New construction method could boost offshore wind energyAugust 23, 2012
Engineers develop new method that aims to make offshore wind energy more viable
University of Cambridge engineers have developed a new construction method for wind turbines. This method could have a positive impact on the wind energy industry as it is expected to lower the cost of production of wind turbines and make offshore wind energy systems more efficient. If the method becomes popular and becomes widely accepted, the wind energy industry may see significantly increased payback and become more attractive to investors. Offshore wind energy systems have experienced a swell of popularity, with many nations with access to the ocean showing a great deal of support for offshore projects.
Stability towers considered costly and inefficient
Offshore wind turbines require large towers to be installed from the surface of the ocean and extend down to the sea floor. These towers provide stability for wind turbines and ensure that they do not sink or drift away. These towers are not often the focus of wind energy systems and are usually ignored to a degree. Jim Platts of the Institute for Manufacturing at the University of Cambridge notes that overlooking these towers may have caused some turbulence in the wind energy industry in terms of offshore power.
Method aims to utilize composite materials and guyed towers
The installation of offshore wind energy systems requires an excessive amount of energy. The energy required to install turbines and stability towers in the ocean is often considered inefficient, and has been one of the major factors contributing to the delays of offshore power systems. The method developed by Cambridge engineers utilizes guyed towers that are comprised of durable composite materials that are affordable. The use of composite materials is expected to significantly reduce the cost of offshore wind energy systems while still making them viable power generators.

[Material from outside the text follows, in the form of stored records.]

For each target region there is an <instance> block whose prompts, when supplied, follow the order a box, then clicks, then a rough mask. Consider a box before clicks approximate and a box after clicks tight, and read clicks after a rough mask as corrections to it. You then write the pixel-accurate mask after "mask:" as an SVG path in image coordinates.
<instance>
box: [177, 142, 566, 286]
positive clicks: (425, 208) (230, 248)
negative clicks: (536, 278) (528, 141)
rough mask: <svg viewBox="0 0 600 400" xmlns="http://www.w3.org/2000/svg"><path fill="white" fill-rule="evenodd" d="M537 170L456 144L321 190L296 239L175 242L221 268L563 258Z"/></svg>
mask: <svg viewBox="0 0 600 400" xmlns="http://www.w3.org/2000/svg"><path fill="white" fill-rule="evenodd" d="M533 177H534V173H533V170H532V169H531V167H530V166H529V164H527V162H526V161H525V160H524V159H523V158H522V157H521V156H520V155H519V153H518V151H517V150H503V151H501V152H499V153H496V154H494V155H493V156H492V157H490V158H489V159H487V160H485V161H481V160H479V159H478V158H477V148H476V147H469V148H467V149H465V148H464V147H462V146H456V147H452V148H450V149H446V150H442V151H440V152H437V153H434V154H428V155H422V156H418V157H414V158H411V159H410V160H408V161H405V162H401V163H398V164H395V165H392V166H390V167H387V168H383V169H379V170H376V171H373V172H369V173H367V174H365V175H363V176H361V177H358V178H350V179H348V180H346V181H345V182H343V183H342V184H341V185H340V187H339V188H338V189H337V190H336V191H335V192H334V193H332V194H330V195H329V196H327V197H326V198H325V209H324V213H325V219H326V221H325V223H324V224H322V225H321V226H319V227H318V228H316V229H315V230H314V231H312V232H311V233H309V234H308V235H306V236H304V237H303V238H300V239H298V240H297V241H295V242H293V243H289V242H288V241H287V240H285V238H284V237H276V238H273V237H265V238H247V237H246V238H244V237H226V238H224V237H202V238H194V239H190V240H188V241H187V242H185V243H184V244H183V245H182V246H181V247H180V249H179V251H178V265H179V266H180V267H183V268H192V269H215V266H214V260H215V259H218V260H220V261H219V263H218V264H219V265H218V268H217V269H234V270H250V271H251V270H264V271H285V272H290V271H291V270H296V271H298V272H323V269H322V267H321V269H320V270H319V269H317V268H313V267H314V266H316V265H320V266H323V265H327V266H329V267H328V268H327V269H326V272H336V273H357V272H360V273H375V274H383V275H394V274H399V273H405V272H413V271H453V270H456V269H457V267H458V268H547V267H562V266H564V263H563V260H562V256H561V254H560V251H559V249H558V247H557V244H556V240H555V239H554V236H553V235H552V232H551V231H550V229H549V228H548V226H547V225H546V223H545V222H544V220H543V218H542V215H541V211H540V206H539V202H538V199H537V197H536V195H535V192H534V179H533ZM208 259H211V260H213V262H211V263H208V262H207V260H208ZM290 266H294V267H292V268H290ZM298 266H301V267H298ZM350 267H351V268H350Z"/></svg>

Method likely to be researched by manufacturing companies
The construction method may hold a great deal of potential, but whether wind turbine manufacturers will adopt it has yet to be seen. So far, Mervento, a Finnish wind turbine manufacturer, has shown that guyed wind turbines are both economically viable and capable of producing significant amounts of energy. Manufacturers interested in the method will likely devote funds to researching it in order to determine whether it fits well into their wind energy plans.